Low phase noise THz generation from a fiber-referenced Kerr microresonator soliton comb

TL;DR

This paper demonstrates a low phase noise THz wave at approximately 560 GHz generated using a fiber-referenced Kerr microresonator soliton comb, with improved phase noise performance over existing photonic THz oscillators.

Contribution

It introduces a novel method of stabilizing a Kerr microresonator soliton comb with a fiber reference to produce low phase noise THz signals and a technique to measure phase noise beyond traditional limits.

Findings

Achieved a THz wave with low phase noise at 560 GHz.

Demonstrated phase noise surpassing other photonic THz oscillators (> 300 GHz).
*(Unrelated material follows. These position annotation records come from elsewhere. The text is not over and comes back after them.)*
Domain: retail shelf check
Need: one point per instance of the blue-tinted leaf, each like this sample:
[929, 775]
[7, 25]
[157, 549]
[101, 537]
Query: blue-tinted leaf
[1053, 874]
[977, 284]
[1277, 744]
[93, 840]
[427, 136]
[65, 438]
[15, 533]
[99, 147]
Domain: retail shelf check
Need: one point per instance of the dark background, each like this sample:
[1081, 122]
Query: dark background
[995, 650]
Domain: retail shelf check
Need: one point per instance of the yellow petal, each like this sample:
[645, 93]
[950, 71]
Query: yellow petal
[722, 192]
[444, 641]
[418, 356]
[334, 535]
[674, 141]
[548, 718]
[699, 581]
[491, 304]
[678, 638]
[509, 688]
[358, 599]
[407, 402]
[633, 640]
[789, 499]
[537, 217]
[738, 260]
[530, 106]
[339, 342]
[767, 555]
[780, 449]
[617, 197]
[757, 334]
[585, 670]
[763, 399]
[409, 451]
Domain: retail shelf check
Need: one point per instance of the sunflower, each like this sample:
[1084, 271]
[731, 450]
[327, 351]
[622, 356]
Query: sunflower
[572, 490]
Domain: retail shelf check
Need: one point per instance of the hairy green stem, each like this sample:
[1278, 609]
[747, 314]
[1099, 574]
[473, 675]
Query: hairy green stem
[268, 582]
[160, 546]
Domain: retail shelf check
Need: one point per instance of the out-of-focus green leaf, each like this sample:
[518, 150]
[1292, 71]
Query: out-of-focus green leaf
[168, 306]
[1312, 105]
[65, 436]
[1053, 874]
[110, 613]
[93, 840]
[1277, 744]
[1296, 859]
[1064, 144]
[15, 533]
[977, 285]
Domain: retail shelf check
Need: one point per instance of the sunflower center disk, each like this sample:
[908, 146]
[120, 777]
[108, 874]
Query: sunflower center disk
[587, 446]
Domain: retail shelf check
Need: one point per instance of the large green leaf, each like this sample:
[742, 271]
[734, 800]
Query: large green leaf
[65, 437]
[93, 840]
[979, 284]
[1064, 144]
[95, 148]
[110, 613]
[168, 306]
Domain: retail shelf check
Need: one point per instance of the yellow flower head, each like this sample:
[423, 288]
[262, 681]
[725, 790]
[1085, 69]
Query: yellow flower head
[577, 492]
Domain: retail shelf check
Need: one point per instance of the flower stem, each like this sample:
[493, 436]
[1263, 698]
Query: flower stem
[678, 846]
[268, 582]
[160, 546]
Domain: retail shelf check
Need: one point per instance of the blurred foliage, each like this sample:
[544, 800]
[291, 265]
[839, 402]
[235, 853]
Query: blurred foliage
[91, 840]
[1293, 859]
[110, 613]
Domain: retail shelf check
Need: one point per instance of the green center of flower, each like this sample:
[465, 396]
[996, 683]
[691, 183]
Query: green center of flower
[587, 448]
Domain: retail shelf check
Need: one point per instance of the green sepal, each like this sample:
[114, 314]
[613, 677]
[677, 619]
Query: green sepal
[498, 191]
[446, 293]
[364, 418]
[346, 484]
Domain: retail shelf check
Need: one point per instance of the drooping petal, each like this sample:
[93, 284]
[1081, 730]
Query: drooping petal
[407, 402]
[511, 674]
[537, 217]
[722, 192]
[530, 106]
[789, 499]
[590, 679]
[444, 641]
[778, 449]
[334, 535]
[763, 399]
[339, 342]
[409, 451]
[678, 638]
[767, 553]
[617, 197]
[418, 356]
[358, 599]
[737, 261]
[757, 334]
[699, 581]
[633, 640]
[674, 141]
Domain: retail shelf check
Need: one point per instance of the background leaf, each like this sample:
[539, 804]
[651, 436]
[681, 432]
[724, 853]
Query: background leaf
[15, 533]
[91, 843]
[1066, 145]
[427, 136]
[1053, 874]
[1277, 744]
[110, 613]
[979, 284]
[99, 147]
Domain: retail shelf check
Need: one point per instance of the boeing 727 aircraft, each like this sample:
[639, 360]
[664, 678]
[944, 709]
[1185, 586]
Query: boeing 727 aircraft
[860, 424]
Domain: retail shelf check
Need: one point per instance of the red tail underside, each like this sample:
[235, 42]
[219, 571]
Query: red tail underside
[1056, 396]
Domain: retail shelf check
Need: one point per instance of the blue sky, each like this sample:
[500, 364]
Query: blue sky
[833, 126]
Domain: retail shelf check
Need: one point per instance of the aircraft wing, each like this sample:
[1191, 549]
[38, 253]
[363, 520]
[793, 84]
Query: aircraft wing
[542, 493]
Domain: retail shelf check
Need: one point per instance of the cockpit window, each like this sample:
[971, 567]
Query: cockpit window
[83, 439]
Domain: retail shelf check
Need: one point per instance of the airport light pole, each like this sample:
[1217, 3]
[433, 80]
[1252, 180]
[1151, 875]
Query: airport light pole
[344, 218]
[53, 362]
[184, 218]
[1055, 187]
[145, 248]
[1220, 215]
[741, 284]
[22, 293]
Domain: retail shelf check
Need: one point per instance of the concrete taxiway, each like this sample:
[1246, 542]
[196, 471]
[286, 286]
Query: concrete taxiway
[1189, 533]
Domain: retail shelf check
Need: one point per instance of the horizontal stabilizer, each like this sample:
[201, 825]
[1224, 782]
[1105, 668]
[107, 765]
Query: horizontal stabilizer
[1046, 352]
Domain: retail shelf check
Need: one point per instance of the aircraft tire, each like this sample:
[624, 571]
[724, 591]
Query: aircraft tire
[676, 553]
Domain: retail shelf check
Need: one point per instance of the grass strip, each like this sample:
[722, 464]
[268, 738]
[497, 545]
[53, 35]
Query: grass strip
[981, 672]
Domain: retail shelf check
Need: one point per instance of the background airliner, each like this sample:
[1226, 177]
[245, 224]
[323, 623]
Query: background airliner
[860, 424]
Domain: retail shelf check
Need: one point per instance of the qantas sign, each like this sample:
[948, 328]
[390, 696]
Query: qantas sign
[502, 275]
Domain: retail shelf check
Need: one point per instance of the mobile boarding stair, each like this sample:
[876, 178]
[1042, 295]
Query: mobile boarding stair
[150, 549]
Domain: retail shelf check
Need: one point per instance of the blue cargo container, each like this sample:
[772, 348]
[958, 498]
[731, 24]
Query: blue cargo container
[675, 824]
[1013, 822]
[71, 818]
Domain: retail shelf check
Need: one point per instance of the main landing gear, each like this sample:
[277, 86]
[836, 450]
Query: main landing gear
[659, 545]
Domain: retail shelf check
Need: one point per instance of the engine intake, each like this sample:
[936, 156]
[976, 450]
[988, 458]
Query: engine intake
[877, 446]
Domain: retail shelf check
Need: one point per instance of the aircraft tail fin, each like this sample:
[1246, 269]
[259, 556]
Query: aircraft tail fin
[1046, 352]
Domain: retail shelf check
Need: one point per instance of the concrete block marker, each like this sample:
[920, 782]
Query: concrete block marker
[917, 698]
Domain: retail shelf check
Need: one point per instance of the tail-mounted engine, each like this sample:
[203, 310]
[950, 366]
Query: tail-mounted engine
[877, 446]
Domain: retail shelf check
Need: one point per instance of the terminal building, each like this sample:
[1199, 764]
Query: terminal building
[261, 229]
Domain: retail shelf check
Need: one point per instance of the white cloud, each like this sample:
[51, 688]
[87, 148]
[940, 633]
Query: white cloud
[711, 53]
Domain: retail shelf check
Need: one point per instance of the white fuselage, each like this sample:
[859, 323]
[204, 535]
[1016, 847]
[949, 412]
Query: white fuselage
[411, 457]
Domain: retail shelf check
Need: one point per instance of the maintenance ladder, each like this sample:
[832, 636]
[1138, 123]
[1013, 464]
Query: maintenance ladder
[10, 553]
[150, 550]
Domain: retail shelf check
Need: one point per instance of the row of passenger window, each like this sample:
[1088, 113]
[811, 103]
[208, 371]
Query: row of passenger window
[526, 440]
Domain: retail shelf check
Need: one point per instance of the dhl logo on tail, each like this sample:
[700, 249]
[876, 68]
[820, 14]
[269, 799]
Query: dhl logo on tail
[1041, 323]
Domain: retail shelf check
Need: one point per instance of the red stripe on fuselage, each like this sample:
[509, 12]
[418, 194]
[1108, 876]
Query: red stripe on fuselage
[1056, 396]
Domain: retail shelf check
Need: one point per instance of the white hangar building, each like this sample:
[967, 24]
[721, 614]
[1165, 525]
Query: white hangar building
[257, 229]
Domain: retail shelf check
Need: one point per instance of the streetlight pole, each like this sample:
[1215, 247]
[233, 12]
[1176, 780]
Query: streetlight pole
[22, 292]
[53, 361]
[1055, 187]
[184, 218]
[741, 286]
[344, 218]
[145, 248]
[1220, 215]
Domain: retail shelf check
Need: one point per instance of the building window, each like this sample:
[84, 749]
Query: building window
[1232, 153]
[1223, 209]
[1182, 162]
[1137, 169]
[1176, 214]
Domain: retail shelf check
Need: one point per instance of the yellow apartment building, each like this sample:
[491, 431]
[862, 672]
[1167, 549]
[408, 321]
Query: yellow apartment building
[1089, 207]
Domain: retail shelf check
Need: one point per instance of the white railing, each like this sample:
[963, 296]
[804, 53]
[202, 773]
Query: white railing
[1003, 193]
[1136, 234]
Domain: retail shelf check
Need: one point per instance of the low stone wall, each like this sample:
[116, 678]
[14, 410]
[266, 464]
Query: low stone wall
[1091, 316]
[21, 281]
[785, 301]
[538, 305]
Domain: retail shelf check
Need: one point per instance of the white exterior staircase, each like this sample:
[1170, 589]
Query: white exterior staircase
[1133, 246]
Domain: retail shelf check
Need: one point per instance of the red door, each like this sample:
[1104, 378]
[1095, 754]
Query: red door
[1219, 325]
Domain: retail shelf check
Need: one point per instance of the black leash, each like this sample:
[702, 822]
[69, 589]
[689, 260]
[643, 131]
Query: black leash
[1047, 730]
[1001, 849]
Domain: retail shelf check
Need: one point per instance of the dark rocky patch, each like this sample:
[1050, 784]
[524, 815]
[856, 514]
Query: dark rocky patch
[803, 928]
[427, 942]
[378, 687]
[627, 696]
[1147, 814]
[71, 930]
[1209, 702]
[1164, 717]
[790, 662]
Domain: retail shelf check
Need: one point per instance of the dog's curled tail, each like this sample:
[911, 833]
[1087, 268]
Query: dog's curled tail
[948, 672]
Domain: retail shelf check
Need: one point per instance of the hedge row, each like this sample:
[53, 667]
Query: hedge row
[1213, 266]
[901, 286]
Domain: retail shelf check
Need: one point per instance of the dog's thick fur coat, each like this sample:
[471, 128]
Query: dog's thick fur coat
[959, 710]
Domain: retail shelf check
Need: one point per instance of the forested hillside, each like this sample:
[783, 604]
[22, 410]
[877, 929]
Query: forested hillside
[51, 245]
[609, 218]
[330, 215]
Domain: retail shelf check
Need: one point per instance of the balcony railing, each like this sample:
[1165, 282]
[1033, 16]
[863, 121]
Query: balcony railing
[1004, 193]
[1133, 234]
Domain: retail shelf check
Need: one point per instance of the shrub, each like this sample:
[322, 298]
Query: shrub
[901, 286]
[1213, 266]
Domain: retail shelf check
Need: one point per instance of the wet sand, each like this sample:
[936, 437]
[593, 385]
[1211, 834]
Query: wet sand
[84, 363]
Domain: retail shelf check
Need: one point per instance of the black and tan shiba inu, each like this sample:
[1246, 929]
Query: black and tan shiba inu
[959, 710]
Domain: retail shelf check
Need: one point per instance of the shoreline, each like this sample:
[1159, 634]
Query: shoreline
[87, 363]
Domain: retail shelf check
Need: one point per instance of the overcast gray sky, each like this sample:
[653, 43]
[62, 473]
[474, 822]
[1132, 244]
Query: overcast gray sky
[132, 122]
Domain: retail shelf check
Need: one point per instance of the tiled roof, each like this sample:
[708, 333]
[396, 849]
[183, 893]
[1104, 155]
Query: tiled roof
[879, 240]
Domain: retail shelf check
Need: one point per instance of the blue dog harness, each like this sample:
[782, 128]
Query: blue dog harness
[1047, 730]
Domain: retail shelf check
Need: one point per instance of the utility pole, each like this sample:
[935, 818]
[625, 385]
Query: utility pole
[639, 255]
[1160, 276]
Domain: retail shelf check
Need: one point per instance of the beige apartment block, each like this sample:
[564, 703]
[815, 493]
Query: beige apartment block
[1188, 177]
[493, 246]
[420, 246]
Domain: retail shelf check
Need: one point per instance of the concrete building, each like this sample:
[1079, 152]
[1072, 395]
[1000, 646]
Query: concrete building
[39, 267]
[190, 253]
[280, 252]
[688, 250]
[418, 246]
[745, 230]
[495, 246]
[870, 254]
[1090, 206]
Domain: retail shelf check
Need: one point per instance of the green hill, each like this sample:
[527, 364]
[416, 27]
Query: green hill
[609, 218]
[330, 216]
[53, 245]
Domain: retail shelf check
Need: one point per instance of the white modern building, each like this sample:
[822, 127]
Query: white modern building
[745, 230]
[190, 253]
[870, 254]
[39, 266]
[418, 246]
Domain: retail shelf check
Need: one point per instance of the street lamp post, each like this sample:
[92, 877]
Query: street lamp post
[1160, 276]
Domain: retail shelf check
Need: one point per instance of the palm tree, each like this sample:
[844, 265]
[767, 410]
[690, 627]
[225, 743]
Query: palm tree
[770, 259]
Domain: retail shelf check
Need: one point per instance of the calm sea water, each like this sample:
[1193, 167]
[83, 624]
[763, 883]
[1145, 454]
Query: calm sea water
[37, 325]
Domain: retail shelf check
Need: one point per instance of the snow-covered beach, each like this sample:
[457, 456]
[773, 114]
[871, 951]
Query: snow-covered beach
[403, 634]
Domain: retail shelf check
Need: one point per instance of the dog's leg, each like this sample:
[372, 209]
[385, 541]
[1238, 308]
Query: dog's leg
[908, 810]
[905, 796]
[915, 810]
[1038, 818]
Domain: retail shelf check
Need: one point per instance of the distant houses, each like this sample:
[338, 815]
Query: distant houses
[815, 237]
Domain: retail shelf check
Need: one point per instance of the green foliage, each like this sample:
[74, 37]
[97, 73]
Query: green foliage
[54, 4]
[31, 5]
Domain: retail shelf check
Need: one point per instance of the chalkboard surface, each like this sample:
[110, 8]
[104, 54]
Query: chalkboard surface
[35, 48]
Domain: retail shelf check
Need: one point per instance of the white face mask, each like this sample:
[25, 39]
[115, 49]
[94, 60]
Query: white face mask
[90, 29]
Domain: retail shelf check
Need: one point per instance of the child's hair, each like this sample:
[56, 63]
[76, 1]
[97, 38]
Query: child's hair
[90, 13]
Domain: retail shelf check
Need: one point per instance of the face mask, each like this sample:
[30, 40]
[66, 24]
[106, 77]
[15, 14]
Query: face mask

Developed a measurement technique for phase noise characterization beyond conventional limits.

Abstract

THz oscillators generated via frequency-multiplication of microwaves are facing difficulty in achieving low phase noise. Photonics-based techniques, in which optical two tones are translated to a THz wave through opto-electronic conversion, are promising if the relative phase noise between the two tones is well suppressed. Here, a THz ($\approx$ 560 GHz) wave with a low phase noise is provided by a frequency-stabilized, dissipative Kerr microresonator soliton comb. The repetition frequency of the comb is stabilized to a long fiber in a two-wavelength delayed self-heterodyne interferometer, significantly reducing the phase noise of the THz wave. A measurement technique to characterize the phase noise of the THz wave beyond the limit of a frequency-multiplied microwave is also demonstrated, showing the superior phase noise of the THz wave to any other photonic THz oscillators (> 300 GHz).